Bush - Monumental failure on climate change

Feature story - February 12, 2008
In his State of the Union address last night, Bush made it clear what we've been saying all along: He has no plan to fight global warming, and is set on leaving a legacy of neglect, obstruction and destruction when it comes to climate change. On the eve of Bush’s bogus "Major Emitters Meeting", activists have taken to the US capitol to call attention to Bush’s disastrous policies and his plan to put a wrench in the UN's process.

Greenpeace activists project a message to US President George Bush on the Washington Monument.

Major Economies Meeting a Sham

After being booed and jeered in Bali for trying to block a successful outcome at the UN's meeting on climate change there last month, the Bush administration continues to push its alternative Major Economies Meeting (aka Major Emitters Meeting) this week in Hawaii.  The administration hopes to use this side meeting as an opportunity to replace the Kyoto Protocol's legally binding emissions reductions with voluntary measures only.

If the President was serious about leading the fight on global warming, he would stop trying to block the success of the UN process and commit to a cap on greenhouse gas emissions in the US.  Instead, he continues to keep the United States standing alone as the only industrialized country that refuses to ratify the Kyoto Protocol.

Monumental Disaster

Greenpeace activists gathered on the National Mall the night before the Major Economies Meeting and turned the Washington Monument into a memorial to Bush's failed legacy on global warming.  
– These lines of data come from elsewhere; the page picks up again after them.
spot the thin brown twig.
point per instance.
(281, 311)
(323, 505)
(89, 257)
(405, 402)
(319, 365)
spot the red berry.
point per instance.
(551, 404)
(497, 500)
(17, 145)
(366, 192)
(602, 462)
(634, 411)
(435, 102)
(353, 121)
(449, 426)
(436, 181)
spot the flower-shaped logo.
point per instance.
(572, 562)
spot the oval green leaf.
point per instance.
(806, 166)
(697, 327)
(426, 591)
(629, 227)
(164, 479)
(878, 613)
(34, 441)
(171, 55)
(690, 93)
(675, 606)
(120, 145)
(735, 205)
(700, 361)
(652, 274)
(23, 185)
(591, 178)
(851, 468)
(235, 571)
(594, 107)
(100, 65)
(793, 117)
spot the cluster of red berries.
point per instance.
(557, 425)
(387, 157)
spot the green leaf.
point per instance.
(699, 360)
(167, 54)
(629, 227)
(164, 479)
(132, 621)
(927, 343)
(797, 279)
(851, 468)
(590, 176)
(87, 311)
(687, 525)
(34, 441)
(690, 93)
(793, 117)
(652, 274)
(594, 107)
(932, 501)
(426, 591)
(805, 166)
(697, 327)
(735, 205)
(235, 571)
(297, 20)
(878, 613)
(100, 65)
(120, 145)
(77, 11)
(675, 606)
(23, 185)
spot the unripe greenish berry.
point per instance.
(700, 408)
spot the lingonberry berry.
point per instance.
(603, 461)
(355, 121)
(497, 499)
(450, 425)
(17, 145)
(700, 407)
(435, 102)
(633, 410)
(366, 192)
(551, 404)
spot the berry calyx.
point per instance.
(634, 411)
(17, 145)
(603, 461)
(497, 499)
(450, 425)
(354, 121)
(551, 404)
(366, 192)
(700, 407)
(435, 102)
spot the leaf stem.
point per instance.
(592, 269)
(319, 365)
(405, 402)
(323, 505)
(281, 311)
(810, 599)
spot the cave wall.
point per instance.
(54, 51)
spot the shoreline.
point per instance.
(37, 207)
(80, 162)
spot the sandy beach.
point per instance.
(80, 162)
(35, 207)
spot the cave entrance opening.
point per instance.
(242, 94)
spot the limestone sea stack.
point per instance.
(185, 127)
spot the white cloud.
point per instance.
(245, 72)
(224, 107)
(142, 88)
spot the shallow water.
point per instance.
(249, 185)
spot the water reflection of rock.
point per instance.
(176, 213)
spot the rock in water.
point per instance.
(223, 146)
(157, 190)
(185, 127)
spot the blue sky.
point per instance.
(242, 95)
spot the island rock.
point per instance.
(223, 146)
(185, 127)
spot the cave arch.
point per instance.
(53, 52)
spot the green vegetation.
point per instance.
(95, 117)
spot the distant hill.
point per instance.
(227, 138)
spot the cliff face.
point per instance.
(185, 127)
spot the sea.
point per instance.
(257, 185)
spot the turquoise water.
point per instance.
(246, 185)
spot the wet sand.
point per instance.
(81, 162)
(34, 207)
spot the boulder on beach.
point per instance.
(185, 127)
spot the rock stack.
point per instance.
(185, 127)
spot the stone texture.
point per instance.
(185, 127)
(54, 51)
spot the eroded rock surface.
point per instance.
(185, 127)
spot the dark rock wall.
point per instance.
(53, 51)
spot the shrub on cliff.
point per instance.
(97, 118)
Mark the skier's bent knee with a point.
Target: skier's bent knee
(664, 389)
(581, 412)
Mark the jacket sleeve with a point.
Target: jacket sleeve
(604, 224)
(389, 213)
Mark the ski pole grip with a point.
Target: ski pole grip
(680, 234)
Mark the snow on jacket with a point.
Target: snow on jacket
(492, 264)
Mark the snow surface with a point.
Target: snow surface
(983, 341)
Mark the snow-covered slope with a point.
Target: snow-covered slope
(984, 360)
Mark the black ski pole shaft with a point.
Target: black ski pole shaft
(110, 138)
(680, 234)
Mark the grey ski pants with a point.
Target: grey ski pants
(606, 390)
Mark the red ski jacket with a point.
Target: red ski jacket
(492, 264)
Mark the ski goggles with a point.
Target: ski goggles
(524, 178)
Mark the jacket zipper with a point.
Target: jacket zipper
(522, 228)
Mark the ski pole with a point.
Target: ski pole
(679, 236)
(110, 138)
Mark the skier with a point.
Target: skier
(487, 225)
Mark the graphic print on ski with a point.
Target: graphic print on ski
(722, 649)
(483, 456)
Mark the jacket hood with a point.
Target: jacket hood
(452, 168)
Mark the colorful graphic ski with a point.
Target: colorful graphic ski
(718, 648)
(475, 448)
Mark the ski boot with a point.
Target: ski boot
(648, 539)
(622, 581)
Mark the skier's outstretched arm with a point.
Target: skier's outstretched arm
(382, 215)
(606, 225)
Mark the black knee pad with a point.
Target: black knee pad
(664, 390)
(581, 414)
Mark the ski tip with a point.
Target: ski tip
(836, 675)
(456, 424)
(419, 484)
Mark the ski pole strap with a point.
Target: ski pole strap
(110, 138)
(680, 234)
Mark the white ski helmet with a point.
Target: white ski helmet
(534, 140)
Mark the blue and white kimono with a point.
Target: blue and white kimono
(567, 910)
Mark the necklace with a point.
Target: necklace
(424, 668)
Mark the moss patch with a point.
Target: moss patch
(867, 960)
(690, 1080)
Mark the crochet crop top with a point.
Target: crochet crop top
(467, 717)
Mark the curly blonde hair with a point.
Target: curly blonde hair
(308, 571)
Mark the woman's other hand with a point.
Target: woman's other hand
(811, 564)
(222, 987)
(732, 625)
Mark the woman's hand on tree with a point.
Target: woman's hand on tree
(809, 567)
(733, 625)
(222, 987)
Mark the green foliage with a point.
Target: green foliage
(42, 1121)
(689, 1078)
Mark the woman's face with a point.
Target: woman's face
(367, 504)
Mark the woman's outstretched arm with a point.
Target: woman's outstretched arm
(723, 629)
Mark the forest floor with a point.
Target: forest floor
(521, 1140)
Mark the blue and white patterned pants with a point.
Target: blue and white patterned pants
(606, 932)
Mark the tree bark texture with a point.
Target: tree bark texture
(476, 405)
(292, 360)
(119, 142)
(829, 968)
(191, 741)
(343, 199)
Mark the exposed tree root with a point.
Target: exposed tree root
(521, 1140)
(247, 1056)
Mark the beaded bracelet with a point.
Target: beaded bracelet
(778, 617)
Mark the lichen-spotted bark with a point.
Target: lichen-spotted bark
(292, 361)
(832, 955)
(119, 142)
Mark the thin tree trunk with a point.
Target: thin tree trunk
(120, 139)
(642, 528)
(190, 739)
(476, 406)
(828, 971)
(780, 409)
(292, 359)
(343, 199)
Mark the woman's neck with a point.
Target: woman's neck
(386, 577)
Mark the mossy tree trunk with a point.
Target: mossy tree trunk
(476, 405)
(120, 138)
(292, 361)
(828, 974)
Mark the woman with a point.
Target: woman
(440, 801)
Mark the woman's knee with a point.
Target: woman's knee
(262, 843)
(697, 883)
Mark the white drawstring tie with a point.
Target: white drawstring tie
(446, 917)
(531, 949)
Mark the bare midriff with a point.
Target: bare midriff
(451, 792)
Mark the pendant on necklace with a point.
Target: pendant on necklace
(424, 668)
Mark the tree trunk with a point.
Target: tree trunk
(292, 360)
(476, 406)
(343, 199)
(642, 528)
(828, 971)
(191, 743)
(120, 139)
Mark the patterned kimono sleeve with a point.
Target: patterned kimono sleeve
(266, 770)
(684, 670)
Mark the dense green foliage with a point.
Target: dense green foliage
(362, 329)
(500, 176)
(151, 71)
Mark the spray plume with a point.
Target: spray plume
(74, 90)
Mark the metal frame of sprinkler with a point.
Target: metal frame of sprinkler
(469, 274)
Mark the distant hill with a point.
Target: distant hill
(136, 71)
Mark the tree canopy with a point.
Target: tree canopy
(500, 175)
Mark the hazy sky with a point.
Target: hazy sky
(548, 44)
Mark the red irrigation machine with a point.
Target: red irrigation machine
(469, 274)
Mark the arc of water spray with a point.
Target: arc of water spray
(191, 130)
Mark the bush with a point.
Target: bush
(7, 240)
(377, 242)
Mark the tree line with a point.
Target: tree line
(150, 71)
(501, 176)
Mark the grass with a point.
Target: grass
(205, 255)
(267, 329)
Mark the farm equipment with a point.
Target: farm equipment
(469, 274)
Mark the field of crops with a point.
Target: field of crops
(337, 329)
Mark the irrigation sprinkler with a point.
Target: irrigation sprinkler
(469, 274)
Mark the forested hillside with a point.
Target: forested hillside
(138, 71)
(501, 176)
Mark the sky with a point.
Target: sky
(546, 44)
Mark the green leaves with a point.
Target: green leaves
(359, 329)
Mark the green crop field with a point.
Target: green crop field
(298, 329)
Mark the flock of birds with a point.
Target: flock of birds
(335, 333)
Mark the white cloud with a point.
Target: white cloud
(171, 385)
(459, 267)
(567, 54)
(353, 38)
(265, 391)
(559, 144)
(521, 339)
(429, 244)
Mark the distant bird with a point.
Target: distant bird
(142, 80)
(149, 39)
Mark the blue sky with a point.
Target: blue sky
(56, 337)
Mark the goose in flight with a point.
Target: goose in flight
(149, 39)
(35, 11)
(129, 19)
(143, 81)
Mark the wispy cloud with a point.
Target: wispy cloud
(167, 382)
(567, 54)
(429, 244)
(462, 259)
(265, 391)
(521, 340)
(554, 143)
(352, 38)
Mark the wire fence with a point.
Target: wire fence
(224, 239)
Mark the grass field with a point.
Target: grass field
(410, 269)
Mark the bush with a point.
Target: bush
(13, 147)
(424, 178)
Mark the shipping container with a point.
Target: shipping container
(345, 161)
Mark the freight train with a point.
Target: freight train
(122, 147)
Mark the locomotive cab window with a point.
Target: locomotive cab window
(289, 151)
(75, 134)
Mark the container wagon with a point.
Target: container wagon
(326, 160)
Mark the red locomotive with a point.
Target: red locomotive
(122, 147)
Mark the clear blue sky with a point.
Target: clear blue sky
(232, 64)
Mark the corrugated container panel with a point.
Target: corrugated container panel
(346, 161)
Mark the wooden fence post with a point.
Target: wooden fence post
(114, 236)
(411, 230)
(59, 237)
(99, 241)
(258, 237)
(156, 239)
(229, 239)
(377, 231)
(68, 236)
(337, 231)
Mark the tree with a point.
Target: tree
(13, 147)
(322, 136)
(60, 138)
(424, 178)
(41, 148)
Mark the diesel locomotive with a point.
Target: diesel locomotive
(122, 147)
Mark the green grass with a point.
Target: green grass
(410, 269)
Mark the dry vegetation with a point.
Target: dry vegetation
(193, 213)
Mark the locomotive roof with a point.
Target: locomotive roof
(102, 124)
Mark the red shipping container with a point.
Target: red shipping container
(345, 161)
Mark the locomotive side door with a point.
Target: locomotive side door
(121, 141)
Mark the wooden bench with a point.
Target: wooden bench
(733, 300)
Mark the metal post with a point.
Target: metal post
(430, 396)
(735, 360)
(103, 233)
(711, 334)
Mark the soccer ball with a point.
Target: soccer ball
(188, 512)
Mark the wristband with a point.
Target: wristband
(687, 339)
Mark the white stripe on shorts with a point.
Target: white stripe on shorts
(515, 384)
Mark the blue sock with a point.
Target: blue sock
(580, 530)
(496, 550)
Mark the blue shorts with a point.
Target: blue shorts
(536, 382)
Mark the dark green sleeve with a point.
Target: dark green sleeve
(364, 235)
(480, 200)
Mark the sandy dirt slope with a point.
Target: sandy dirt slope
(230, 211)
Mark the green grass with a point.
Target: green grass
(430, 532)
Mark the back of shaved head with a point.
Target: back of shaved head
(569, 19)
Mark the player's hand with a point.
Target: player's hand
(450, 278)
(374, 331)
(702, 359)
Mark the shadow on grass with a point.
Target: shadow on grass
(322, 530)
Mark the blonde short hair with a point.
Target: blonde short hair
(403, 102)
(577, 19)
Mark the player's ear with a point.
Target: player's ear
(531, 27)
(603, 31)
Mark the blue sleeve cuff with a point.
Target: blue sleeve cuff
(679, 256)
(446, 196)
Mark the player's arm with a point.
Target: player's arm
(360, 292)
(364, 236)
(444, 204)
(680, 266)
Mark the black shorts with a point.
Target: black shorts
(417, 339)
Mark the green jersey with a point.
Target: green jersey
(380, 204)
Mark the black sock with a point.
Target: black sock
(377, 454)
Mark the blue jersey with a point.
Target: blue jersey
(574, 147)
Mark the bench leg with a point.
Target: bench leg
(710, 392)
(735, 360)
The activists projected on the Washington Monument the message, "U.S. Global Warming Plan: Hell and High Water", accompanied by an image depicting rising sea levels at the base. Ironically, rising sea levels from global warming threaten the very picturesque islands, like Bali and Hawaii, the Bush administration is fond of visiting to talk and do nothing.

Why "volunteerism" is a failed policy

Binding emission targets for industrialized countries are the basis of any meaningful global agreement to fight climate change. Bush just wants to cross his fingers and hope that technological progress saves us. All he is willing to tell the world is: "Hey, guys, we will do our best". That will not be good enough.

As the German Chancellor Angela Merkel observed last year, "I don't believe that it's enough to just agree that everyone will do their best. I don't believe that would yield an impressive result."

And right she is. In 2002, Bush set a voluntary target of reducing US energy intensity 18 percent by 2012. But greenhouse gas emissions are projected to increase by 12 percent over that period. Voluntarism simply doesn't work.

All of the leading Democratic Presidential candidates and two of the three top Republican candidates support binding limits on greenhouse gas emissions through a cap and trade system.  US businesses also support binding emission caps. More than two dozen of the largest US companies - such as Ford, General Electric, GM, Dupont, Duke Energy and Chrysler - are calling for domestic cap and trade legislation to start cutting American emissions now.

Bush is a 'lame duck' and will be out of office when the next global climate agreement will be made in Copenhagen in 2009.

The world can't afford falling for Bush's Hawaii distraction. Countries attending the meeting should resist Bush's ploy and commit to real climate action now.

The countries participating in Bush's meeting are: Japan, France, Germany, Italy, the United Kingdom, China, Canada, India, Brazil, South Korea, Mexico, Russia, Australia, Indonesian, and South Africa.  While the countries most at risk from impacts of climate change - such as small island developing states like Tuvalu - are not even invited to be at the table.